Department of Materials Science and Engineering, Northwestern University , Evanston, Illinois 60208, United States.
Chemical Sciences & Engineering Division, Argonne National Laboratory , Argonne, Illinois 60439, United States.
Langmuir. 2017 Jun 20;33(24):6135-6142. doi: 10.1021/acs.langmuir.7b01230. Epub 2017 Jun 7.
Interfacial liquid-liquid ion transport is of crucial importance to biotechnology and industrial separation processes including nuclear elements and rare earths. A water-in-oil microemulsion is formulated here with density and dimensions amenable to atomistic molecular dynamics simulation, facilitating convergent theoretical and experimental approaches to elucidate interfacial ion transport mechanisms. Lutetium(III) cations are transported from the 5 nm diameter water pools into the surrounding oil using an extractant (a lipophilic ligand). Changes in ion coordination sphere and interactions between the interfacial components are studied using a combination of synchrotron X-ray scattering, spectroscopy, and atomistic molecular dynamics simulations. Contrary to existing hypotheses, our model system shows no evidence of interfacial extractant monolayers, but rather ions are exchanged through water channels that penetrate the surfactant monolayer and connect to the oil-based extractant. Our results highlight the dynamic nature of the oil-water interface and show that lipophilic ion shuttles need not form flat monolayer structures to facilitate ion transport across the liquid-liquid interface.

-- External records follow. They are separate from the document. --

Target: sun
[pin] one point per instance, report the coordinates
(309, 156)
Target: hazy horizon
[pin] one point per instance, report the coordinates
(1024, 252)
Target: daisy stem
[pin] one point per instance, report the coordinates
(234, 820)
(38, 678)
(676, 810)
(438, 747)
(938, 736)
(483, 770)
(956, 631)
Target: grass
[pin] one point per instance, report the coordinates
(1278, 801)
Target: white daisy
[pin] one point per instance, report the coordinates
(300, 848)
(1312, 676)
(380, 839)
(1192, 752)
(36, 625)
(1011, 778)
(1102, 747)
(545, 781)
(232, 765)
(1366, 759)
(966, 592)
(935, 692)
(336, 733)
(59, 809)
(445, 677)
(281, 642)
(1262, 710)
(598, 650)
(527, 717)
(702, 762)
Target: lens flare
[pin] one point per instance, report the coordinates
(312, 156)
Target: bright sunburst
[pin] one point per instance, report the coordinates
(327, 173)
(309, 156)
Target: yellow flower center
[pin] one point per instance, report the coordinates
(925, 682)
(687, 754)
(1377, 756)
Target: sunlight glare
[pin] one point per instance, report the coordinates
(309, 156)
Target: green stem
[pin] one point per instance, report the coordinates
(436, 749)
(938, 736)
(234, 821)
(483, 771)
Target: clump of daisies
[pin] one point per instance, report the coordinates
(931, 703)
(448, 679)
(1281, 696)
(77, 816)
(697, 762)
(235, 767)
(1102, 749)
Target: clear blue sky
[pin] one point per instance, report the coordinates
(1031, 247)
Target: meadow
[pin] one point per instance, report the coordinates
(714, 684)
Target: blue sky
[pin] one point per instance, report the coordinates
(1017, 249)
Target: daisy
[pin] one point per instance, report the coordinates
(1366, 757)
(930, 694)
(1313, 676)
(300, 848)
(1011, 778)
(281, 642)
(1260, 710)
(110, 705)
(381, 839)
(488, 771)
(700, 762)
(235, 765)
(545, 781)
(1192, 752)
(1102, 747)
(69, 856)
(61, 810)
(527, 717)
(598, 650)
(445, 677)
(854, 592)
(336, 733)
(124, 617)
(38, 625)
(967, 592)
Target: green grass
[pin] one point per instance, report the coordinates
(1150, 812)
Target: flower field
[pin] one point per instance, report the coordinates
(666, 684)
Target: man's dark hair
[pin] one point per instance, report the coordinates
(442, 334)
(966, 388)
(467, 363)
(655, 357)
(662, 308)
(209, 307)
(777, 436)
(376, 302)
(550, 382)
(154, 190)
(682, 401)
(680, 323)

界面液-液离子输运对于生物技术和工业分离过程(包括核素和稀土元素)至关重要。本文设计了一种具有合适密度和尺寸的油包水乳状液,适用于原子分子动力学模拟,从而促进收敛的理论和实验方法来阐明界面离子输运机制。镥(III)阳离子通过萃取剂(亲脂配体)从 5nm 直径的水相中传输到周围的油相中。利用同步加速器 X 射线散射、光谱和原子分子动力学模拟相结合的方法,研究了离子配位层和界面组分之间相互作用的变化。与现有假说相反,我们的模型系统没有证据表明存在界面萃取剂单层,而是通过穿透表面活性剂单层并与油基萃取剂连接的水通道来交换离子。我们的结果突出了油水界面的动态性质,并表明亲脂离子穿梭体不必形成平坦的单层结构即可促进离子在液-液界面的传输。